Он не зовет нас в секунданты, зная, чему они подвергаются со стороны правительства

529 прочитали

Из записок Николая Николаевича Муравьева-Карского (Тифлис, 1818)

15 февраля 1818 г. После обеда приехал из Петербурга фельдъегерь. Он привез с собой одного лейб-уланского корнета Якубовича (Александр Иванович), которого перевели тем же чином в Нижегородский драгунский полк за то, что он был секундантом кавалергардского офицера Шереметева (Василий Васильевич) на поединке (здесь четверной) его с Завадовским (Александр Петрович). Шереметев был убит, Завадовского простили, а секунданта (здесь Шереметева) наказали (секундантом Завадовского был А. С. Грибоедов).

14 августа 1818 г. На первых днях прибытия Алексея Петровича (Ермолов) к лагерю на Сундже, чеченцы вырезали нескольких донских казаков, стоявших на пикете. С донскими казаками всегда такие случаи случаются, ибо нет войска оплошнее, ленивее, беспечнее и презрительнее их. Ермолов жестоко наказал остальных казаков плетьми, потом выслав их всех из кибитки, призвал к себе донского офицера, бывшего на посту.

"Тебя плетьми бить нельзя, - сказал он ему, - так вот же тебе!". Ермолов схватил его за чупрун одной рукой, а другой избил его, чем ни попало, потом сбил его с ног, потоптал и, выкинув из кибитки, кликнул адъютанта Лещенко, которому велел яму вырыть, дабы сего офицера живым в оную зарыть.

Сысоев упросил А. П. который бы верно сего не сделал, хотя яму уже вырыли. Офицера из службы за то выключили. А. П. по примеру князя Цицианова несколько раз проделывал такие операции с грузинами.

1-го октября 1818 г., поутру комендант (здесь князь Василий Осипович Бебутов) сказал мне, что недавно присланы в Грузию пять крестьян помещичьих Тамбовской губернии. Сии люди были в солдаты сданы, но не хотят служить; их уже несколько раз кнутом секли и сквозь строй гнали, но они отдают себя охотно на самые жестокие мучения и на смерть, дабы не служить.
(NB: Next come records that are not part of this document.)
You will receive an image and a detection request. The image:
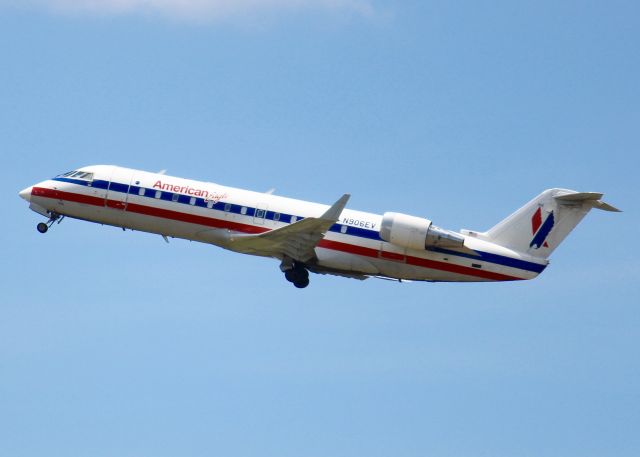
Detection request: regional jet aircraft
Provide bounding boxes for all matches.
[20,165,619,288]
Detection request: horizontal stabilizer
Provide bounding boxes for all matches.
[554,192,622,213]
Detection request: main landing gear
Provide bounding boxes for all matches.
[36,213,64,233]
[280,258,309,289]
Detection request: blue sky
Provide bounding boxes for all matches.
[0,0,640,457]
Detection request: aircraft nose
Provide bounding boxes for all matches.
[18,186,32,202]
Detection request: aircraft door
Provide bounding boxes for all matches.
[253,203,267,225]
[105,168,133,211]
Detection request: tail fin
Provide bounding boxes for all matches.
[478,189,620,258]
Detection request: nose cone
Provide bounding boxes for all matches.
[18,186,32,202]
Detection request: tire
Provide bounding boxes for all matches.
[293,276,309,289]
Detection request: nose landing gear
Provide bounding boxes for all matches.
[36,213,64,233]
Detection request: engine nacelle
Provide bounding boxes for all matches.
[380,212,464,249]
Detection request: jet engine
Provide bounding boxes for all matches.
[380,212,464,249]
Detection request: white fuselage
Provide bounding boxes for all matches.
[21,165,546,281]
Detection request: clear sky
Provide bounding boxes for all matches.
[0,0,640,457]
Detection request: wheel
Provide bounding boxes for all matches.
[293,276,309,289]
[284,269,296,282]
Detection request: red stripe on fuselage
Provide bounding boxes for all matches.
[31,187,523,281]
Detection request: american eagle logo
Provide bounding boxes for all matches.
[529,208,555,249]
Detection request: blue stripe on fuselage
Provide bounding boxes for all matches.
[52,177,546,273]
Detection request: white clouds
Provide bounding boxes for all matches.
[8,0,373,21]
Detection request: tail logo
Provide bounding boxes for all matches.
[529,208,555,249]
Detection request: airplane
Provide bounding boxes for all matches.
[19,165,620,288]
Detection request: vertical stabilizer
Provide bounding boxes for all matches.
[480,189,619,258]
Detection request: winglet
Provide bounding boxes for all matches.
[320,194,351,222]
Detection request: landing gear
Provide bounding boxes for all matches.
[280,259,309,289]
[36,213,64,233]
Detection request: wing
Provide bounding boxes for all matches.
[220,194,350,262]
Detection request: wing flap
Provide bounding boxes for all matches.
[221,194,350,262]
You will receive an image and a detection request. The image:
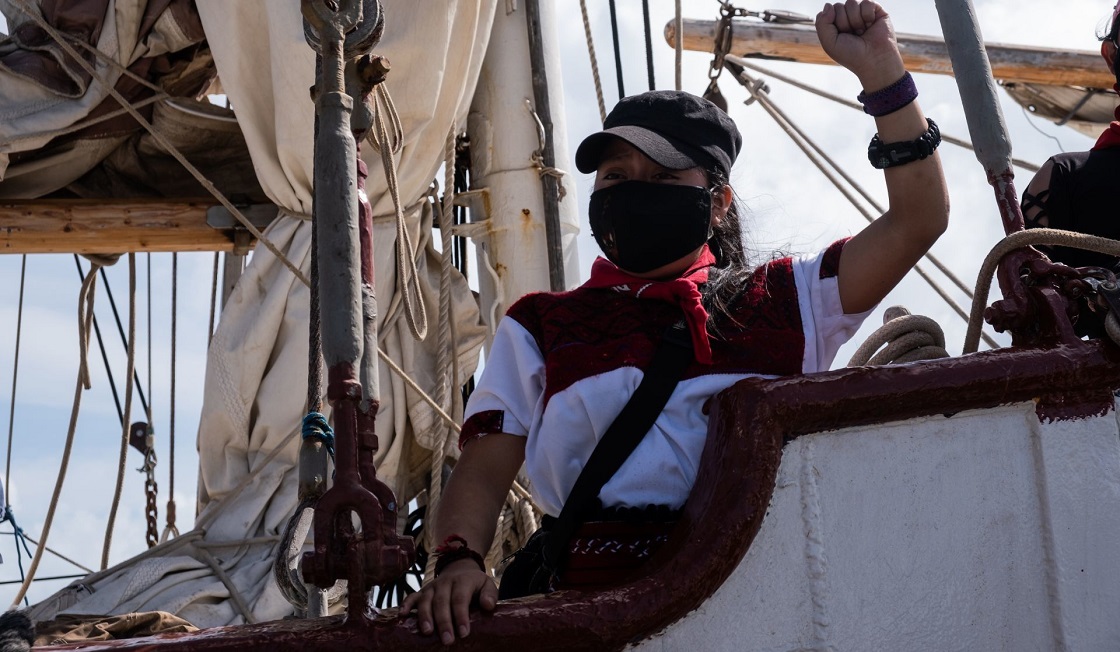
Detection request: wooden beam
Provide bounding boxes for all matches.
[0,198,274,253]
[665,19,1117,89]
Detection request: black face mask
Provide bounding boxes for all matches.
[588,181,711,273]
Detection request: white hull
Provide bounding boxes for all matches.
[633,403,1120,651]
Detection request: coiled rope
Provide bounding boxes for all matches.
[848,306,949,366]
[962,229,1120,353]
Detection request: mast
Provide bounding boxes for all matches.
[468,0,579,332]
[300,0,414,621]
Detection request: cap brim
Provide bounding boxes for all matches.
[576,124,703,174]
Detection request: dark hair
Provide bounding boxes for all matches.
[700,167,754,336]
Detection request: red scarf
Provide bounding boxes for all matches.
[1093,83,1120,149]
[584,244,716,364]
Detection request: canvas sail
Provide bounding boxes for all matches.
[0,0,497,626]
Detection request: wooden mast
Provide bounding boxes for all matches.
[665,19,1116,89]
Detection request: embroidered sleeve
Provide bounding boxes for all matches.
[459,316,544,448]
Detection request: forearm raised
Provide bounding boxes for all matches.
[435,434,525,555]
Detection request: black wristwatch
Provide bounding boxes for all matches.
[867,118,941,170]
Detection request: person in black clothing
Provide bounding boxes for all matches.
[1021,2,1120,337]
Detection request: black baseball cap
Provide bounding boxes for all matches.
[576,91,743,174]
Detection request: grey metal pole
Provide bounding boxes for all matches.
[525,0,566,292]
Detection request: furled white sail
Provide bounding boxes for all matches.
[17,0,497,626]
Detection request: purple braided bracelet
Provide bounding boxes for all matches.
[856,73,917,118]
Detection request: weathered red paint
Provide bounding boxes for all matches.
[302,362,416,622]
[39,342,1120,652]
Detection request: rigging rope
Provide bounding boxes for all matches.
[673,0,684,91]
[423,128,465,577]
[140,252,160,548]
[579,0,609,124]
[962,229,1120,354]
[725,61,981,306]
[848,306,949,366]
[370,84,428,342]
[11,263,99,608]
[727,54,1039,172]
[208,251,218,347]
[732,69,998,348]
[0,506,35,606]
[609,0,626,100]
[101,252,137,570]
[0,253,27,509]
[74,253,124,422]
[101,266,151,415]
[159,253,179,542]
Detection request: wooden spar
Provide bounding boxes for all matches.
[525,0,568,292]
[665,19,1116,89]
[936,0,1023,234]
[0,197,277,254]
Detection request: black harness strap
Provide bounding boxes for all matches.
[542,319,692,575]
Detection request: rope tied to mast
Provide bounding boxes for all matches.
[848,306,949,366]
[302,412,335,459]
[367,83,428,342]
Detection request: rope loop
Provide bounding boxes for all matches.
[848,306,949,366]
[304,412,335,459]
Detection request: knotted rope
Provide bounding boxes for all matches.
[848,306,949,366]
[962,229,1120,353]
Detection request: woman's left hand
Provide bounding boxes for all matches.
[816,0,905,91]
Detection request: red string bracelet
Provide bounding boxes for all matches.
[433,534,486,577]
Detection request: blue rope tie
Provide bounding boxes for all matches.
[304,412,335,459]
[0,505,34,606]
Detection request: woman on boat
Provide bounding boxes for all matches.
[402,0,949,644]
[1023,2,1120,337]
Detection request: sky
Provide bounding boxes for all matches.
[0,0,1111,607]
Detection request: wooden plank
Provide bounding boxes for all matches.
[0,198,266,253]
[665,19,1117,90]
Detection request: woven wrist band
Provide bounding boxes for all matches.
[856,73,917,118]
[432,534,486,577]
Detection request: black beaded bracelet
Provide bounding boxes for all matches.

"Отпустите нас, - говорят они, - и не троньте нас, и мы никого трогать не будем. Все люди равны, и Государь (здесь Александр Павлович) тот же человек, как и мы; зачем мы будем ему подати платить, зачем подвергать свою жизнь опасности, чтобы убить на войне человека мне не сделавшего никакого зла? Вы можете нас по кускам резать, а мы не переменим своих мыслей, не наденем шинели и не будем пайка есть. Тот, который над нами сжалится, даст нам милостыню, а казенного мы ничего не имели и иметь не хотим".

Вот слова сих мужиков, которые уверяют, что им подобных есть множество в России. Их четыре раза водили в комитет министров и, наконец, решились о том представить Государю, который приказал для поправления отправить их в Грузию и предписал главнокомандующему (здесь А. П. Ермолову) доносить ему ежемесячно о постепенных успехах для приведения сих крестьян к "настоящим мыслям".

Василий Васильевич Шереметев
Василий Васильевич Шереметев

7-го октября 1818 г. Александр Иванович Якубович рассказал мне в подробности поединок Шереметева (Василий Васильевич) в Петербурге. Шереметев был убит Завадовским (Александр Петрович), а Якубовичу тогда должно было стреляться с Грибоедовым (Александр Сергеевич) за то же дело. У них были пистолеты в руках; но, увидев смерть Шереметева, Завадовский и Грибоедов отказались стреляться.

Якубович с досады выстрелил по Завадовскому и прострелил ему шляпу. За cиe он был сослан в Грузию. Теперь едет через Грузию в Персию Грибоедов. Якубович хочет с ним стреляться и поверил сие мне и Унгерну (здесь Унгерн-Штернберг, капитан (с 1819) Нижегородского драгунского полка, уволен от службы в 1821). Он не зовет нас в секунданты, зная, чему они подвергаются со стороны правительства, но желает, чтобы мы шагах в двадцати находились и помогли бы раненному.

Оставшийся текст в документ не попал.